From Colin Baker's The Care and Education of Young Bilinguals

What may explain seeming under-achievement by language minority children when and where this occurs? When first, second or third generation immigrant children appear to fail in the classroom, where is blame popularly placed? When guest works' children, indigenous minorities and distinct ethnic groups are shown to leave school earlier, achieve less in examinations or receive lower grades, what is the cause?

The blame may be attributed to the child's bilingualism, often popularly seen as causing cognitive confusion. The bilingual brain is depicted as two engines working at half throttle, while the monolingual's single, well-tuned engine runs at full throttle. Such an explanation is usually incorrect. Where two languages are well developed, then bilingualism is more likely to bring advantages than disadvantages. Only when a child's two languages are both underdeveloped can 'blame' be attributed to bilingualism. Even then, the blame should be on the societal circumstances that occasionally create underdeveloped languages.

Where under-achievement exists, the reason assigned may be underexposure to the majority language. Failure or below average performance, in the United States and the United Kingdom, is typically attributed to insufficiently developed English language skills for the curriculum. Those who use a minority language at home are sometimes perceived to struggle at school, due to a lack of competence in the dominant tongue. Thus submersion and transitional forms of bilingual education attempt to ensure a fast conversion to the majority language.

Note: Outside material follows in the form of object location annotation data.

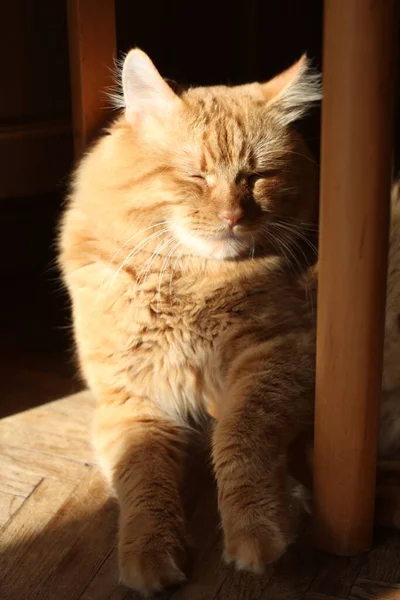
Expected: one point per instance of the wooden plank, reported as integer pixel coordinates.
(337, 575)
(383, 562)
(9, 505)
(294, 572)
(15, 480)
(28, 467)
(105, 584)
(356, 170)
(365, 589)
(92, 45)
(80, 564)
(50, 420)
(21, 533)
(40, 552)
(22, 436)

However, such a speedy conversion may do more harm than good; it denies the child's home language skills, even denies the child's identity and self-respect. Instead of using existing skills, the 'sink or swim' approach attempts to replace them. The level of English in the curriculum may be too advanced; consequently, the child under-achieves. Further English lessons become the remedy, but not the best solution.

Providing instruction through the medium of the minority language, in two-way, developmental maintenance or heritage language programs may combat under-achievement. When children are allowed to operate in the heritage language in the curriculum, evidence indicates successful results, including fluency in the majority language (Baker, 1996; Cummins, 2000). Thus underexposure to the majority language, though popular, is an incorrect explanation of under-achievement. It fails to note the advantages of instruction in the minority language. It inappropriately seeks an answer in increased majority language instruction, rather than increased minority language education.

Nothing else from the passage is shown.